A CT file format (MFOLD 3.0+ output format) that contains both sequence and structure information, is illustrated below:

First line:  sequence fragment length (L), free energy, sequence name,
Subsequent lines (n-th records):  n (1 thru L), n-th nucleotide, 5'-connecting base index (n-1), 3'-connecting base index (n+1), paired base index, and the n-th base index in the original sequence, i.e. absolute seq. positions (fold start, start+L)

If the value of 5', 3' or paired base index is zero, it means that the nucleotide is not connected or paired with anything.

    314   dG = -98.3     rabbit-RBG-mRNA

1 G 0 2 47 10
2 G 1 3 46 11
3 G 2 4 45 12
4 A 3 5 0 13
5 G 4 6 43 14
: : : : : :

Folding Algorithms

         Folding programs employ two different types of algorithms; the Dynamic Programming Algorithm (DPA) (references)and the Genetic Algorithm (GA)(references).  While both attempt to predict secondary structures of an RNA sequence, they differ in basic concepts used.  The RNA folding algorithms accept sequence files (strings) as input, and output multiple region tables indicating which bases (nucleotides) are paired in a folded structure.  These region tables reflect energetically optimal and suboptimal solutions based on standardized energy rules.

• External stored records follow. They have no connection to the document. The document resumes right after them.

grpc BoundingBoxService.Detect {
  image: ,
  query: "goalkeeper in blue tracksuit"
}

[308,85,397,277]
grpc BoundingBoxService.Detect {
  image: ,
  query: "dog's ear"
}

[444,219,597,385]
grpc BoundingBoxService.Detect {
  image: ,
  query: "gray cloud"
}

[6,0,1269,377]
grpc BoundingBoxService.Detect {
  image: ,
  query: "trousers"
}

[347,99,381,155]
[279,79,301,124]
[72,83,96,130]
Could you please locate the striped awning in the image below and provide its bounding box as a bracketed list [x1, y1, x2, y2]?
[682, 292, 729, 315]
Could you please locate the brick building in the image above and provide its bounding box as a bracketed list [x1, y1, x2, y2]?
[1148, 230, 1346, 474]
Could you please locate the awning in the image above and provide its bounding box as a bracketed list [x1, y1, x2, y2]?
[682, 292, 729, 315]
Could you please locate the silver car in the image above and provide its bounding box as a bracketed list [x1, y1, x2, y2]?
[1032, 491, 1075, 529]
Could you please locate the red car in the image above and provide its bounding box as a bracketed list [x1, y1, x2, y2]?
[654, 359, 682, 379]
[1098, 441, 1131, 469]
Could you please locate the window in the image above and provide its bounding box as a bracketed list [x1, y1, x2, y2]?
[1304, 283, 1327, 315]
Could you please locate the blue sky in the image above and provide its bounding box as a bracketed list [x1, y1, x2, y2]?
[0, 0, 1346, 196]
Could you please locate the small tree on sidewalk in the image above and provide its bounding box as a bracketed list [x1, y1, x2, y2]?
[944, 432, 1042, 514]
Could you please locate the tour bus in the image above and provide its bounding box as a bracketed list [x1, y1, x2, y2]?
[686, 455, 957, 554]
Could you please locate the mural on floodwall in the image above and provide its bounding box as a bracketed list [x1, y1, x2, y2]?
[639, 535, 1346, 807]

     Region table representation:

Region
number
Start 
(First 5' 
base)
Stop
(Last 3'
base)
Region size (# of base pairs)  Energy
(kcal/mol)
1) 9 53 4 -4.3
2) 13 48 2 -2.3
3) 16 46 3 -2.0
: : : : :

Structure Representations
2D representation of RNA morphology
Structural representation for a set of RNA molecules can be created based on the region files created by folding programs.  Secondary (2D) structures can also be represented as trees, utilizing Lisp's nested list notation, with symbols such as M (multibranch loop), B (bulge loop), I (internal loop), and H (hairpin loop).  Optional R's present in some representations are no-op place holders indicating regions (hence R) or stems. The tree representation facilitates multiple levels of abstraction of the actual structure allowing for structural comparisons of varying strictness by taxonomy tree clustering, based upon measures of structure similarity.  In addition, multiple alignment methods and structural motifs matching can be employed.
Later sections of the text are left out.